During exercise, lactate is produced by degradation of glucose-6-phosphate during glycolysis in the contracting muscles. This lactate is metabolized during and after exercise in the muscle itself and also in the liver and other muscles, which can use it as an energy metabolite or can resynthetize glycogen. Lactate is transported in the blood, and the rate of muscular utilization may be limited by two factors: the rate of metabolic utilization by the muscle cell; and the rate of transport across the membrane regulating lactate transfer from the blood to the cell. We have studied lactate uptake in L6 muscle cells by incorporation of 14C-lactate. The uptake rates were linear for 20 seconds with 5 mM lactate and 10 seconds with 20 mM. The uptake during 10 seconds for physiological lactate concentrations (1-20 mM) gave a straight line passing through the origin. Lactate uptake was not altered by specific inhibitors of lactate transport (2.5 mM alpha cyano-4-hydroxycinnamic acid. 5 microM 4,4'-diisothiocyanostilbene-2,2'disulphonic acid) or by the stereospecific D-lactate inhibitor. The results suggest that L-lactate uptake in L6 cells occurs by passive diffusion.

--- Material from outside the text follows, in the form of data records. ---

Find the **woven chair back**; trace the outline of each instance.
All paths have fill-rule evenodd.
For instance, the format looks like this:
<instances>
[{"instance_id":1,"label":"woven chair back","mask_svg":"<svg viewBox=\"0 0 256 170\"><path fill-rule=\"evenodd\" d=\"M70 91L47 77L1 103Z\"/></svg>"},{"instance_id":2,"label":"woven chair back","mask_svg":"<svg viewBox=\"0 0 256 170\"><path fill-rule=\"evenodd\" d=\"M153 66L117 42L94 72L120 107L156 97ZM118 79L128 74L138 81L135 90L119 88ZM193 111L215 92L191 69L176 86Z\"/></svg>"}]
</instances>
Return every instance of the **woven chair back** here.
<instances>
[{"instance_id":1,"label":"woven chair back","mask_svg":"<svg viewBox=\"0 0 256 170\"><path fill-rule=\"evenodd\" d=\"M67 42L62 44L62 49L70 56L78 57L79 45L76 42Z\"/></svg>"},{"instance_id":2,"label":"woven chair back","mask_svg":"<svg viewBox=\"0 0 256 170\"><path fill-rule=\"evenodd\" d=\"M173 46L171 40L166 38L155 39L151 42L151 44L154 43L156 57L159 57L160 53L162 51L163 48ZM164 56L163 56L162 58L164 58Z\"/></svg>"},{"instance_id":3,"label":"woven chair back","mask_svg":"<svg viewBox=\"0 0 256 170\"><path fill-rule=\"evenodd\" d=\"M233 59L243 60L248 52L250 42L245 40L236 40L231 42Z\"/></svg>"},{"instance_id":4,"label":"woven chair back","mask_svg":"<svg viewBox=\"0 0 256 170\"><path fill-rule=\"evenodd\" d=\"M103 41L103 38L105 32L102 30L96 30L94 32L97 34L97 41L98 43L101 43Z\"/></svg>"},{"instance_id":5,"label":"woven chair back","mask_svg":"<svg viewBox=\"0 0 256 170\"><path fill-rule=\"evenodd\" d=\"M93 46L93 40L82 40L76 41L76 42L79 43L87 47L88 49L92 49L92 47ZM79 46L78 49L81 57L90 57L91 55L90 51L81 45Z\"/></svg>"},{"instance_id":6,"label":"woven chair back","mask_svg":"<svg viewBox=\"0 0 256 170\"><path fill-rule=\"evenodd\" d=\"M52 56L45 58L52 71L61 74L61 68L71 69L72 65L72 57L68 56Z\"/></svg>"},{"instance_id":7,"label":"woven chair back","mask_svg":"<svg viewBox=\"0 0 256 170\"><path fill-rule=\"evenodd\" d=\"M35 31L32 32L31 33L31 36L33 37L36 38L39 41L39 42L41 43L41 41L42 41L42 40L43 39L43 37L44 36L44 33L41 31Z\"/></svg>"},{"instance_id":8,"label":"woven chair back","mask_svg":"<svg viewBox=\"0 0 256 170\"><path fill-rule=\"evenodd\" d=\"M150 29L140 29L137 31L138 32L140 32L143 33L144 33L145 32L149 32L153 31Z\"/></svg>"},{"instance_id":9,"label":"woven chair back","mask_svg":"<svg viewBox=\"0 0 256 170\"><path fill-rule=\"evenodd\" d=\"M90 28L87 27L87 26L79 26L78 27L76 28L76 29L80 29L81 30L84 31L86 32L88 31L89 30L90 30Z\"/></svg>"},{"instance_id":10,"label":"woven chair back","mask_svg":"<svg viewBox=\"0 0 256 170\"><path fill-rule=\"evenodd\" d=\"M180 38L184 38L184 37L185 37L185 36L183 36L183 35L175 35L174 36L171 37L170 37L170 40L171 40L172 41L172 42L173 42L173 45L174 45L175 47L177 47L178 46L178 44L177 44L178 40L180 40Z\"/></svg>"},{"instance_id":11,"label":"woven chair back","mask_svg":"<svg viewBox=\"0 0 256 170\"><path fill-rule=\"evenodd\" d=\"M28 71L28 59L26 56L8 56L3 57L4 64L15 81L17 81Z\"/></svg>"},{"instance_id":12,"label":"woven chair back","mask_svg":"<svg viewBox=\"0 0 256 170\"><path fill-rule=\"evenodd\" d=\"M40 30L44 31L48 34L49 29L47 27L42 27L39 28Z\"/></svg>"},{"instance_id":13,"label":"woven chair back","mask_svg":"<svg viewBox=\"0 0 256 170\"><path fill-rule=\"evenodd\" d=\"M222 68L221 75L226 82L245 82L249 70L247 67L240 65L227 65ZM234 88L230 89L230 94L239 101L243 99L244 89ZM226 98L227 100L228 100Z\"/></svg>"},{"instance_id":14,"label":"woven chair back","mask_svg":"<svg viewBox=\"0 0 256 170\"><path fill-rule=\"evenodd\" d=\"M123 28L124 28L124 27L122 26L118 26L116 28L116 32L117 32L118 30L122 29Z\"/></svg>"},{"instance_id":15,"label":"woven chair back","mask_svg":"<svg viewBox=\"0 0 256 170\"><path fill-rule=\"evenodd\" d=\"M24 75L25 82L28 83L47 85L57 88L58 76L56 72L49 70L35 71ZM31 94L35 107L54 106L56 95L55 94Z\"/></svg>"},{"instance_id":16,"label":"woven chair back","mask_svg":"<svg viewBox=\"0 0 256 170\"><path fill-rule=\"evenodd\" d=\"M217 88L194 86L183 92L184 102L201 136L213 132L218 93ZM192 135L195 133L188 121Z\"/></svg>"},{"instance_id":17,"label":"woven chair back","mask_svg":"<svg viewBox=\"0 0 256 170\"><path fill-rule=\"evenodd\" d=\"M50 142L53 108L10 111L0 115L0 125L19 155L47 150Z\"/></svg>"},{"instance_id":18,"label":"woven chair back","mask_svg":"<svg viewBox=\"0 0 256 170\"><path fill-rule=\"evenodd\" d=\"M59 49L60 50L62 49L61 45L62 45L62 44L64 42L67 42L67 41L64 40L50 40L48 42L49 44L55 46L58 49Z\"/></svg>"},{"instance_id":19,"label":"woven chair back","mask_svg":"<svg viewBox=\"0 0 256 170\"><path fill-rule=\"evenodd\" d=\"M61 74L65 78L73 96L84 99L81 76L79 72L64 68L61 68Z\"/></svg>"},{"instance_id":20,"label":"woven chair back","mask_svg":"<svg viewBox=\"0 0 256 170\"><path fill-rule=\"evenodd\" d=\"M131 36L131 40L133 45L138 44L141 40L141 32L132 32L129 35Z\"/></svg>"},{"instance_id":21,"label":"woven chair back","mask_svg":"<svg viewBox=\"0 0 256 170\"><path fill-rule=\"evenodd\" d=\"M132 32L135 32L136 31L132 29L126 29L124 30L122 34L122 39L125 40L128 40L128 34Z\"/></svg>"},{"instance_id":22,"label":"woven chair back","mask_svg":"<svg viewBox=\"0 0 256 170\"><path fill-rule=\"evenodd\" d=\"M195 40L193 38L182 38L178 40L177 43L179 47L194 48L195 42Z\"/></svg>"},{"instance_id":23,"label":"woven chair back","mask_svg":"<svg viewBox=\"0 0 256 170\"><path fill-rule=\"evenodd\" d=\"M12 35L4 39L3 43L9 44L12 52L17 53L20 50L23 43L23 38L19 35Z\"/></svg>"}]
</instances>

Lactate and potassium fluxes from human skeletal muscle during and after intense, dynamic, knee extensor exercise

This study examines lactate and K+ fluxes from muscle to blood during and after intense exercise. Ten men performed exhaustive dynamic exercise (mean load 65 W, mean duration 3.18 min) with the knee extensors of one leg. The mean lactate efflux was 15.5 (range 8.9-24.0) mmol min-1 at exhaustion, and it was linearly related to the lactate gradient. A linear relationship was also obtained if the H+ gradient was taken into account. Muscle pH decreased from 7.14 at rest to 6.71 (range 6.50-6.87) at exhaustion. At rest and during late recovery blood lactate was distributed across the erythrocyte membrane according to the membrane potential (intra-/extracellular ratio of 0.5), but during rapid lactate release this ratio decreased to 0.2. In-vitro experiments demonstrated a time constant of 1.2 min for lactate efflux from the erythrocytes. Approximately 70% of the K+ ions released from the muscle to the blood accumulated in the plasma; the rest were taken up by other tissues. However, erythrocytes were not involved as a dilution space. The small change in erythrocyte K+ concentration was due to cellular volume changes. During recovery the kinetics of K+ reuptake by the muscle were described by a very fast (less than 1 min) and a slow component (greater than 1 min): the magnitude of the former was equivalent to what had accumulated in the plasma. Individuals displayed a wide range of intramuscular lactate concentrations and pH values at exhaustion. Further, the pH changes were not as extreme as previously reported, suggesting that pH may not be the only factor involved in the fatigue process. A possible role for the potassium shifts as a limiting factor for muscle function is discussed.

Glycogen and lactate metabolism during low-intensity exercise in man

The influence of high lactate concentration on glycogen metabolism in active type I and inactive type II fibres was investigated. High muscle lactate concentration (26.7 +/- 1.4 mmol kg-1 wet wt) was achieved by three bouts (2 min duration) of bicycle exercise at 112% Vo2 max. Exercise was continued at 40% Vo2 max for 1 h. Serial venous blood samples and biopsies from the vastus lateralis muscle were taken. Over the first 20 min of this low-intensity exercise muscle lactate concentration decreased by 22.9 +/- 0.7 mmol kg-1 wet wt, while glycogen remained unchanged in type I fibres and increased by 20 mmol kg-1 wet wt in type II fibres. During the next 40 min of low-intensity exercise lactate decreased by 1.6 +/- 1.2 mmol kg-1 wet wt, while glycogen concentration decreased by 21 +/- 7 mmol kg-1 wet wt in type I fibres but remained stable in type II fibres. In a second series of experiments, in which lactate was allowed to disappear before the light exercise was started, no changes in glycogen concentration were seen in type II fibres during the 1 h of 40% Vo2 max exercise, while a continuous reduction in glycogen of 28 +/- 8 mmol kg-1 wet wt was found in type I fibres. The results indicate that in the presence of high lactate levels muscle glycogen was resynthesized in inactive type II muscle fibres, while lactate was oxidized in preference to glycogen in type I fibres.